Awesome
Compound Splitter
This is a basic wrapper for multiple Dutch compound splitters. The purpose of this wrapper is to:
- provide a unified API for multiple compound splitters. The package offers a simple socket server and a Flask application for this purpose.
- evaluate the accuracy of different compound splitters
Intended audience
The package was initially developed for T-scan, a natural language analysis application intended for research. For T-scan, we required that users could choose between different algorithms (hence the need for a unified API), and some evaluation of the quality of those algorithms.
The resulting package is useful if you want to run a compound splitting service (e.g. as part of an API or web application), or if you want to evaluate compound splitter methods. Adding new methods, even ones that are not python packages, should be feasible if you have programming experience.
If you are looking for a simple, lightweight python package for compound splitting, this is not it. compound-word-splitter may be a good alternative for you.
Compound splitting methods
The following compound splitters are included:
compound-splitter-nl
, developed by Katja Hoffman, Valentin Jijkoun, Jaap Kamps, and Christof Monz (LGPL-3.0 license). See https://web.archive.org/web/20200813005715/https://ilps.science.uva.nl/resources/compound-splitter-nl/ for the archived website and https://github.com/bminixhofer/ilps-nl-splitter for an archive of the source code.- SECOS, developed by Martin Riedel and Chris Biemann (Apache-2.0 license). See https://github.com/riedlma/SECOS
- MCS, developed by Patrick Ziering. See https://www.ims.uni-stuttgart.de/en/research/resources/tools/mcs/
As a baseline, we also include a "never" algorithm, which never splits.
Requirements
- Python 3.6+
- Java (only required for MCS)
Installation
Installing with pip
compound-splitters-nl
is available as a python package, which includes all the data for all included compound splitter methods. This complete package is too large to be registered on PyPI, but you can download the package from our releases.

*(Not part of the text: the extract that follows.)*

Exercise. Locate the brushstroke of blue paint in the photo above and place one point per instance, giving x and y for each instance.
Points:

The archived package can be installed via pip by installing the local file:
pip install compound-splitters-nl-*.tar.gz
# or substitute with your file path
If you want to use the web API, you will need to install additional dependencies:
pip install compound-splitters-nl-*.tar.gz[web_api]
Installing from source code
You can also clone the source code repository. In this case, you will still need to download and unpack the data needed for the compound splitter methods. Run installation with:
pip install -r requirements.txt
python retrieve.py
python prepare.py
Tests
python -m unittest discover tests/
Evaluate Different Compound Algorithms
This will evaluate the different algorithms using the reference files in test_sets
.
python -m compound_splitter.evaluate
Run Web API
python -m compound_splitter.api_web
JSON Interface
GET /list
Lists the splitting methods.
GET /split/<method_name>/<compound>
Splits the compound using the specified method.
Run Simple Socket Server
python -m compound_splitter.socket_server
$ telnet localhost 7005
Trying 127.0.0.1...
Connected to localhost.
Escape character is '^]'.
bedrijfsaansprakelijkheidsverzekering,secos
bedrijfs,aansprakelijkheids,verzekeringConnection closed by foreign host.